Starting from the conception of a painting as a place to meet, different approaches can be observed in this international group exhibition. The show looks into the various ways that contemporary painters stage encounters, be it imaginary or with an abstract other. While some of the works guide the spectator’s imagination by delivering a figurative scene or by creating an interior with meaningful objects, others retreat into an exclusive, painterly world, where forms seem to float freely, or where there is no clear sense of perspective but merely the immediate impact of color, surface, and shape instead. The different ways the artists create and handle pictorial space is an extension of their conceptions of what a painting should be or present, and how it anticipates the presence of the other.
Interior states
Matthias Weischer(Germany, 1973, works in Leipzig) creates stage-like paintings in which the viewer feels invited to actively engage in the work. To attain this openness, the artist’s focus is on the spatial order, measurements, and scale of interiors.

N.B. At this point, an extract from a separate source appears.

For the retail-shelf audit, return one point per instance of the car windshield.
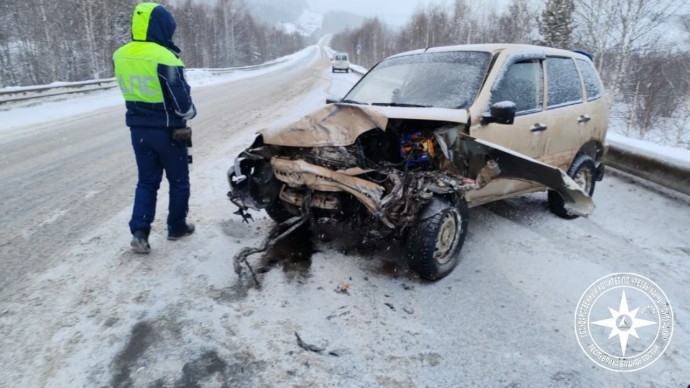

These parameters anticipate the viewer’s access to the pictorial space, and they define whether viewers understand the scene and experience the work as having symbolic, spiritual, or another kind of potential. Slight “mistakes” in perspective increase the viewer’s engagement with the painting.
The work of Lara de Moor (The Hague, 1969, works in Rotterdam) primarily seems to be about what hangs in the air of abandoned houses, about the atmosphere that has accumulated in the interiors over the years. On one hand, the tone is set by traces of times past, such as a light spot on the wall that betrays where a painting had hung for years. On the other hand, the painter brings in props and thereby changes the empty rooms, recharging the mood, and magnifying certain aspects of the interior.
Ambivalent figuration
Elements of landscape, architecture, and the body meld together in the small-scale paintings of Rezi van Lankveld (The Netherlands, 1973, works in Amsterdam). Forms may look familiar but are reluctant to be identified in a singular sense; the figuration is ambivalent and is meant as such. Movement is key in this artist’s conception of a painting: a figurative motif should be flexible and ready to change shape. It is for the viewer to decide which lines and shapes in the painting to follow, and to see the work as a landscape, as a body, or –more abstractly –as a state of mind.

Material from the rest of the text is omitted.